But yet you didn't mention risk in your explanation of the % fee basis?


----------



## Docarch (6 Mar 2014)

RainyDay said:


> Interesting to note that you see the value of 'pricing the job' for the builder, but not for yourself. I wonder why?


 
Not sure where you are going with this? 

When I meet a (potential) client. I give them a detailed fee proposal. They accept it or they don't.  If they choose me (and my % fees) well and good.  If they don't choose me, so be it.  A (potential) client may seek to get 10 fee proposals from 10 architects...it's a free/open/competitive market.  I am not forcing my fee structure on any client.  Clients shop around. 

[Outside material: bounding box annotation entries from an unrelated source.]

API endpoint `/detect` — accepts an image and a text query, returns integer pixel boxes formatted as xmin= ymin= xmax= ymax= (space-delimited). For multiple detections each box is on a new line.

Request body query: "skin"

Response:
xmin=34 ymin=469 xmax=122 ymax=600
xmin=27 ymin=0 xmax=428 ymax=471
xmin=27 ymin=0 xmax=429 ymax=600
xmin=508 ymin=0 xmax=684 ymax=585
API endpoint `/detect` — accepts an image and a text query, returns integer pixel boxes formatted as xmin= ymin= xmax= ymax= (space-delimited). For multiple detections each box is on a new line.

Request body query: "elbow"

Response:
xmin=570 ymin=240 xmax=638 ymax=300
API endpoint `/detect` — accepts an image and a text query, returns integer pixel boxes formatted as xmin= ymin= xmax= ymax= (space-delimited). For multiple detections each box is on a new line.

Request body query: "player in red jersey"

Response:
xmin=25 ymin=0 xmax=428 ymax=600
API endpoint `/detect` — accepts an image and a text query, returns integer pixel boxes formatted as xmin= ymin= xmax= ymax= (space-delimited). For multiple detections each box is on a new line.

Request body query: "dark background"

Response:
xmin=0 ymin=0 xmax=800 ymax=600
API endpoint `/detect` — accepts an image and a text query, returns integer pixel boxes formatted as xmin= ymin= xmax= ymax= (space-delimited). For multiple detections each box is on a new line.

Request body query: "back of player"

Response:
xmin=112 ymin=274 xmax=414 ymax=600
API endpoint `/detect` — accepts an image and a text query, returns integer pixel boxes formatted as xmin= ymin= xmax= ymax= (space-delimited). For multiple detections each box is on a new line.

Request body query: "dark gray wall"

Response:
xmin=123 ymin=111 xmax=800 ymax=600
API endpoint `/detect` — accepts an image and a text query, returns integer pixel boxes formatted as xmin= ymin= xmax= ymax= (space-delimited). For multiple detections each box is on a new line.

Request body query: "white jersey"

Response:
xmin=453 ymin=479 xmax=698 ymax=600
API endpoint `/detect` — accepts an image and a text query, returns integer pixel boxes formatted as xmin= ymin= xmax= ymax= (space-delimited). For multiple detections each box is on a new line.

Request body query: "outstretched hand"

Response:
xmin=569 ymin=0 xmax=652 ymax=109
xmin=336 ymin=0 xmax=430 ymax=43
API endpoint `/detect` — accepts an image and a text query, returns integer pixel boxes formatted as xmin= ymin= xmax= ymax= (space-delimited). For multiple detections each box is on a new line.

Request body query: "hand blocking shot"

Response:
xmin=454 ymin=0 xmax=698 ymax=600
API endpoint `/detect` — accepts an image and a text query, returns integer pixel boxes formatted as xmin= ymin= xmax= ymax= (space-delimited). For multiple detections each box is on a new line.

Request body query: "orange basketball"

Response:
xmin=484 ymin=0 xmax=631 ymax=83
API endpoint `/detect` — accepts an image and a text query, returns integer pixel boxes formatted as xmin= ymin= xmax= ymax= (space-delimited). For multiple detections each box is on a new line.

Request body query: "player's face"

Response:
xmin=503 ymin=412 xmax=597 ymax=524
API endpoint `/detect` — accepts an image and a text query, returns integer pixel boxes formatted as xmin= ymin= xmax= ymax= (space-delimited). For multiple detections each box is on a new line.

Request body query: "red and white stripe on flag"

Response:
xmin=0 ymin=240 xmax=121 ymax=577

What I would also suggest is that a client could select an architect with a fixed fee proposal for a fixed service.  If that client changes their mind/adds some elements of work, there is nothing stopping the architect doubling their rates for the additional service that may be required?  So, you could argue that a % fee is pretty transparent. 

As for builders, yes, get prices from builders, but, in my experience, clients very often do not go with the cheapest builder.

The cheapest does not always = the best! 



RainyDay said:


> But yet you didn't mention risk in your explanation of the % fee basis?


 
You were the one that connected % fees and risk suggesting that a house, with a higher market value, is a riskier prospect for a solicitor to convey than a house with a lower market value...but the process of conveying both is _essentially_ the same. 

All I was saying in relation to % fees, is the bigger the job, the more work there is for the architect to do, so the more they should be paid in terms of fees...and, in terms of risk...bigger job = bigger risk.


----------



## RainyDay (6 Mar 2014)

Docarch said:


> Not sure where you are going with this?


Honestly, neither am I. I’m not trying to ‘go anywhere’ – I’m just putting out an alternative view.


Docarch said:


> When I meet a (potential) client.  I give them a detailed proposal.  They accept it or they don't.  If they choose me (and my % fees) well and good.  If they don't choose me, so bit it.
> 
> A (potential) client may seek to get 10 fee proposals from 10 architects...it's a free/open/competitive market.
> 
> As for builders, yes, get prices from builders, but, in my experience. clients very often do not go with the cheapest builder.


Yes, it’s a free market, and clients and architects are free to act either way. I’m suggesting that clients might like to think about a business arrangement that doesn’t incentivise the architect to increase the overall costs of the job. It’s just a suggestion really – it may go against tradition, but the ‘traditional’ approach doesn’t seem to be in the best interests of the client.


Docarch said:


> You were the one that connected % fees and risk suggesting that a house, with a higher market value, is a riskier prospect for a solicitor to convey than a house with a lower market value...but the process of conveying both is _essentially_ the same.
> All I was saying in relation to % fees, is the bigger the job, the more work there is for the architect to do, so the more they should be paid in terms of fees...and, in terms of risk...bigger job = bigger risk.


Just a gentle dig at you – if risk really is a factor, how come you didn’t mention this when you were initially explaining the % fee?


----------



## fergo (25 Mar 2014)

Conveyancing on an old house is one risk and on a new one completely different, either way the legal system commutes the risk to the surveyor, or now for a new property under the new BCA to the design or assigned certifier so in reality I still don't understand a %age conveyancing fee structure other than there is more money in a larger trough, perhaps a change is on the way??


----------



## RainyDay (25 Mar 2014)

fergo said:


> either way the legal system commutes the risk to the surveyor, or now for a new property under the new BCA to the design or assigned certifier


This applies to the construction risk, but not to the title risk. The legal professional still bears the risk of ensuring 'good and marketable title'.


----------